My view is that these two references are different in substance than electoral reform. One was on the Senate, one was on the appointment of Supreme Court justices. The nature of reforms contemplated in the Senate reform reference for example would fundamentally alter its function. They were talking about electing senators, for example. Unless the electoral system proposed changes to the structure of government that the Constitution seeks to implement, in other words changes to the purpose, role, or function of the House, then it should not be deemed constitutional.
But if I'm wrong, and electoral reform is found to be constitutional, then how would we go about amending the Constitution? There are two ways. One is Parliament proceeds unilaterally using its exclusive jurisdiction under section 44 of the Constitution, or you go to the general amending formula, which includes the provinces. You've heard from experts, I know, who would say if you went to the 7/50 formula that would be the death knell for reform. The question you would need to ask, of course, is whether or not the nature of the reform you were proposing engaged the provinces' interests in such a way or changed the nature of the House in such a way that the provinces needed to weigh in.
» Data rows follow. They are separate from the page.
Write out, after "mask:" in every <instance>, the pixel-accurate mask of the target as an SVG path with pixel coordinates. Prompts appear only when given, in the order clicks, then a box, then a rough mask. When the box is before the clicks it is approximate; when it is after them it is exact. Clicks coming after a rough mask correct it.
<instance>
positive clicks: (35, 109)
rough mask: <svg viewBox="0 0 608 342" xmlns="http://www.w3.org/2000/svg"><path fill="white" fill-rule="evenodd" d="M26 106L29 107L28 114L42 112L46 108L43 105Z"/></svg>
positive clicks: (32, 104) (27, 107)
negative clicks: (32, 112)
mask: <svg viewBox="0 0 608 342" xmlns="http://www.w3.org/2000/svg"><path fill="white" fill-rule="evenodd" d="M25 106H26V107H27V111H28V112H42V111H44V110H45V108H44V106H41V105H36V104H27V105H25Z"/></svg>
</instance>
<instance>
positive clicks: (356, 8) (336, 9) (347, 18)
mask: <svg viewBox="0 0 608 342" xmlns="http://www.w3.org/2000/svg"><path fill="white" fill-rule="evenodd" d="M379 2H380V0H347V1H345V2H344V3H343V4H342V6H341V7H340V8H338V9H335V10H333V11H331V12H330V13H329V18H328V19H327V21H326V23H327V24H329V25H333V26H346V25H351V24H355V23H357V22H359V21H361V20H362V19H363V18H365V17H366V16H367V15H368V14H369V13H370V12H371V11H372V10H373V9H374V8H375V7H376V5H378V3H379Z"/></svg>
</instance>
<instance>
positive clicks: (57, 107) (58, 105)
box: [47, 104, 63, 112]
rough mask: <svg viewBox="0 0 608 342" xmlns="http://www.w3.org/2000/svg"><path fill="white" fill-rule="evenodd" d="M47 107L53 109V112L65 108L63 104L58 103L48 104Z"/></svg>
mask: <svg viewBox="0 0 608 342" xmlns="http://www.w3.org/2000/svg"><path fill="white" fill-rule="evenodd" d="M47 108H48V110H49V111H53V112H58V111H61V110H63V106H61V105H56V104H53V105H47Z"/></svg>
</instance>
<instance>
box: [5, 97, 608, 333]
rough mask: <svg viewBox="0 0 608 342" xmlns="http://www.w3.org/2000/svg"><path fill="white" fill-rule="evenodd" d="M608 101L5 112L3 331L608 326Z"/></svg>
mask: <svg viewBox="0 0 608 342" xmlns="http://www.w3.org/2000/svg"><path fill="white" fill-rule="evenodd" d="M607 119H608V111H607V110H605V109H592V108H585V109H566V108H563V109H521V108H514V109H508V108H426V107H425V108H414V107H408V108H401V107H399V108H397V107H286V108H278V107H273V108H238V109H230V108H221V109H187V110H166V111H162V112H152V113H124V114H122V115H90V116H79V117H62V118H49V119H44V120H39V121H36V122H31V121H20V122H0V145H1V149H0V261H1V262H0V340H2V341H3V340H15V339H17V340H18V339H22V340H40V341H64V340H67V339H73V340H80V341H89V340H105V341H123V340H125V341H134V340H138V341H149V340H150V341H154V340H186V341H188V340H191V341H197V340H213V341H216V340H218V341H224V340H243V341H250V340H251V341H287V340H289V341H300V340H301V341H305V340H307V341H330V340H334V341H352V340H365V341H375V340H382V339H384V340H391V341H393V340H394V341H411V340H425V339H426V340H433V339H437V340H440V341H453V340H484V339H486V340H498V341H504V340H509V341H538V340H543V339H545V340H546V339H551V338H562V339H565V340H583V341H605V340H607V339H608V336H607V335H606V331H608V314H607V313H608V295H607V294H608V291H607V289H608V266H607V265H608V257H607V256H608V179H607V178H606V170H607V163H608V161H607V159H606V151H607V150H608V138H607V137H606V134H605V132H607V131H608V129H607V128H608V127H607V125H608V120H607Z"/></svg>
The argument has been made that moving to a proportional system such as MMP would engage provincial interests to the extent that the general amending formula would be needed. Again, that would need to be determined, probably, if there were a question, by going to the Supreme Court of Canada. As views about whether and to what extent electoral reform engages the Constitution, a reference to the Supreme Court on this issue may be wise, especially if a proposed electoral system will change electoral boundaries.
Clearly, legal opinions on this subject need to be sought. A reference would provide certainty and would prevent constitutional challenges to processes, procedures, and legislation that would potentially take years to resolve in the courts. It would also provide legal legitimacy for the electoral system that is chosen.
I am suggesting that the time it takes to go to reference might be shorter than the time it will take to have challenges brought to the courts after the fact if no reference is sought.
This is a safe option but one that would significantly extend the time needed for the electoral reform process. I'll leave it at that.
As for a referendum, I'll just quickly say that there is no legal requirement for a referendum. It should be avoided if at all possible; that is, if processes can be put in place to ensure the political legitimacy of reforms, then avoid the referendum if possible.
My friend's suggestion of a referendum after a try-out period is one I had not heard, and it might be one that should be considered.
Barring a process or processes that can achieve the level of political legitimacy of a referendum, one should be held with the following caveats: of course—and you've heard this from others—a referendum should be carefully strategized; the question asked to the electorate should be clear and unambiguous; educating the public should be done in a non-partisan and objective manner; use of appropriate social media, television, and print media to provide neutral, accurate, accessible information to the electorate about proposed changes is essential; and information needs to be presented in multiple formats and in clear, understandable fashion.
Planning for and executing a referendum will take time. It is a process that should engender pride in Canadians and trust in their government. It cannot and should not be rushed to meet an arbitrary deadline such as the next election.